Turns out it might not have been the Voldemort of the story

DRM developer Maurice Heumann has successfully cracked Hogwarts Legacy's Denuvo DRM protection system to delve deeper into the technology.

According to Toms Hardware, he's kept many of the nitty-gritty details of his work under wraps to prevent muggle developers from illegally cracking it.

In his blog post, Heumann spills the beans that Denuvo employs various methods to ensure that Hogwarts Legacy is being run under kosher (legal) conditions.

First, the DRM creates a "fingerprint" of the game owner's system, and a Steam Ticket is whipped out to prove game ownership. This Steam ticket is then sent to the Steam servers to ensure the game was bought relatively and squarely. Heumann admits that he's not entirely clued up on what the Steam servers are up to but reckons this assumption should be bang on the money to understand how Denuvo ticks.

Once the Steam ticket gets the green light, a Denuovo Token is created that only works on a PC with the exact fingerprint. This token decrypts specific values when the game is running, enabling the system to run the game. Moreover, the game will use the fingerprint to periodically verify security while running, making Denuvo a tough nut to crack.

After a dedicated effort spanning half a year, Heumann managed to decipher Hogwarts Legacy's Denuvo fingerprint and use it to run the game on another machine.
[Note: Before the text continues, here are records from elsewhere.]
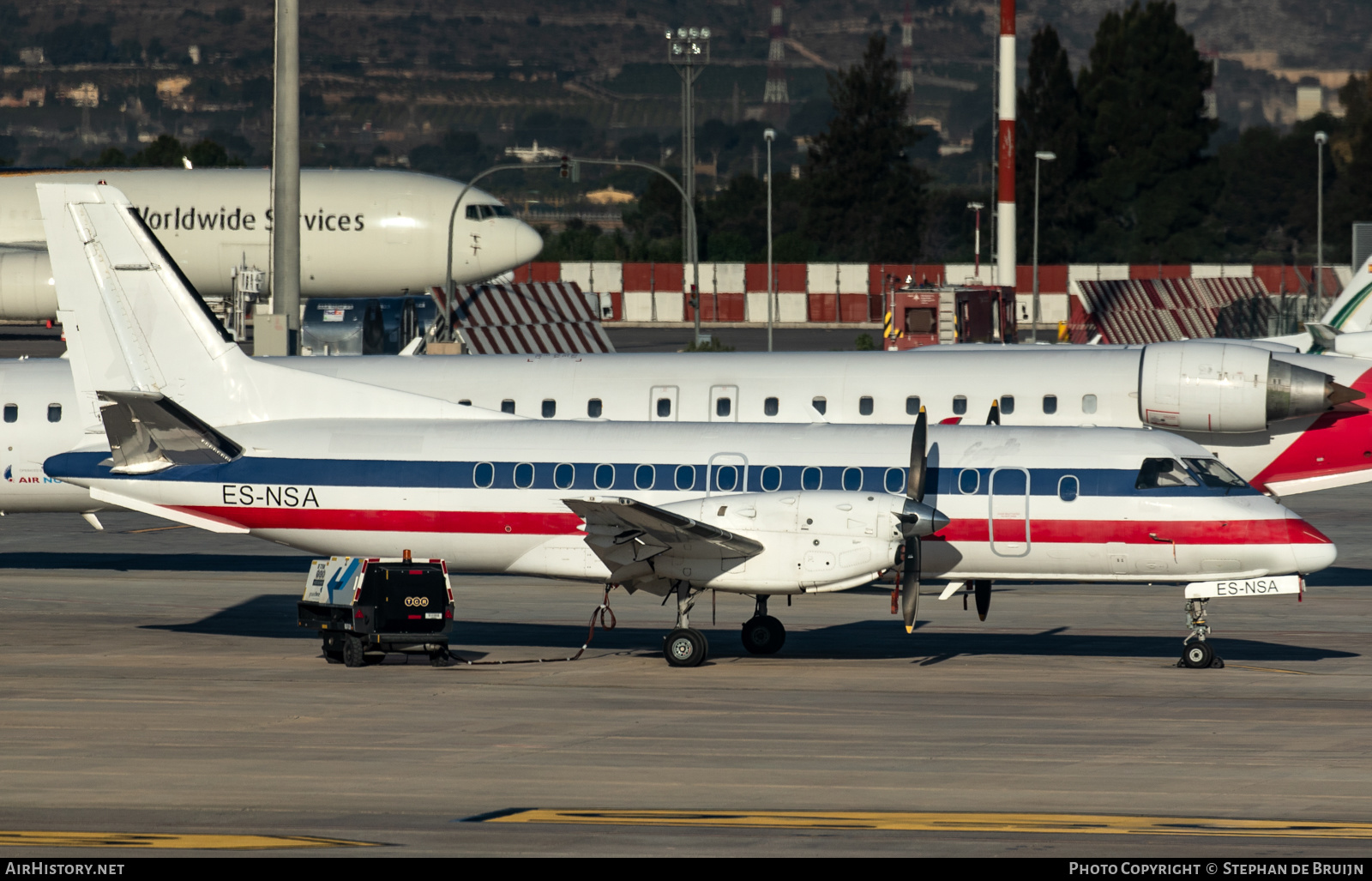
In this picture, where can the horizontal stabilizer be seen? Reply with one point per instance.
(148, 432)
(629, 521)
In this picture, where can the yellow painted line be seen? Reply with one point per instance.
(1040, 824)
(134, 842)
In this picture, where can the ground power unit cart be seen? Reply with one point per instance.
(365, 606)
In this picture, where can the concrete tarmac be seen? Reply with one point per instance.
(155, 684)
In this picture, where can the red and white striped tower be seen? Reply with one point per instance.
(1006, 150)
(907, 68)
(775, 91)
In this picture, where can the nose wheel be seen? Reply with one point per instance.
(1198, 654)
(685, 647)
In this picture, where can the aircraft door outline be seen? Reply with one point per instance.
(1008, 507)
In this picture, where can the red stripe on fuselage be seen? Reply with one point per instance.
(1275, 531)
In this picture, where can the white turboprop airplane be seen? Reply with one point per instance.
(364, 232)
(198, 435)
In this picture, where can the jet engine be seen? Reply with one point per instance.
(1228, 387)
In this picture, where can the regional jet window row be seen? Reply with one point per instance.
(11, 412)
(1188, 476)
(725, 407)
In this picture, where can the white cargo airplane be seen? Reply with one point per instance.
(201, 434)
(364, 232)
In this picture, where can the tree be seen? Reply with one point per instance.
(1049, 118)
(1143, 96)
(864, 196)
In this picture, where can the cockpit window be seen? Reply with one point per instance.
(484, 212)
(1161, 474)
(1213, 474)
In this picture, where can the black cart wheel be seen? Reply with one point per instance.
(1198, 655)
(685, 647)
(765, 636)
(353, 655)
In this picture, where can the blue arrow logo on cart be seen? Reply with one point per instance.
(343, 576)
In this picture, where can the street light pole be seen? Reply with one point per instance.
(689, 52)
(1321, 140)
(767, 136)
(1039, 158)
(978, 206)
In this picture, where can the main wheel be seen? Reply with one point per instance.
(353, 655)
(1198, 655)
(765, 636)
(685, 647)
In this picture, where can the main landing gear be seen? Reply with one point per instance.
(1200, 654)
(685, 647)
(763, 634)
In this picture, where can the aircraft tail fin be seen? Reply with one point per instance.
(135, 323)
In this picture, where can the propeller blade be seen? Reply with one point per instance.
(910, 582)
(918, 446)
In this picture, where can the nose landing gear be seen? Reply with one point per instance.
(1200, 654)
(763, 634)
(685, 647)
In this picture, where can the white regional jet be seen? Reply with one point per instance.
(364, 232)
(201, 434)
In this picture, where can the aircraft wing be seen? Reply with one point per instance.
(628, 534)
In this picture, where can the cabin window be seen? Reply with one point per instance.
(1213, 474)
(1163, 474)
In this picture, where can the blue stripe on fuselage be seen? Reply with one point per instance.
(460, 475)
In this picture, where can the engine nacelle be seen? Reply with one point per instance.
(814, 541)
(27, 291)
(1225, 387)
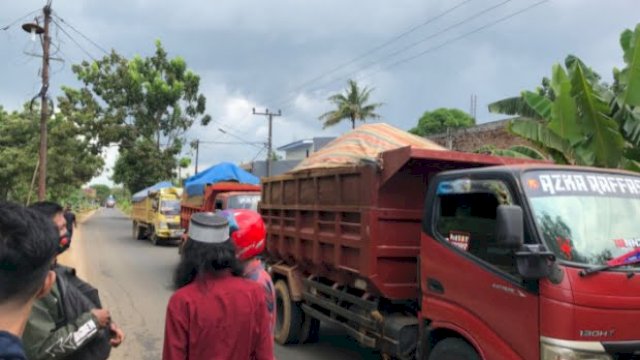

He used the Qiling reverse engineering framework to identify most of the fingerprint triggers, which consumed two months of his time. There was a third trigger that he stumbled upon by sheer luck. Ultimately, he bypassed most of the Denuvo DRM with around 2,000 patches and hooks and successfully ran the game on his laptop using the token generated from his desktop PC.

Heumann ran many tests to determine if performance was impacted, but he couldn't get a definitive answer.

He discovered that the Denuvo code executed in-game is relatively infrequent, with calls occurring once every few seconds or during a level. This suggests that contrary to popular belief, Denuvo is not a Death eater of performance.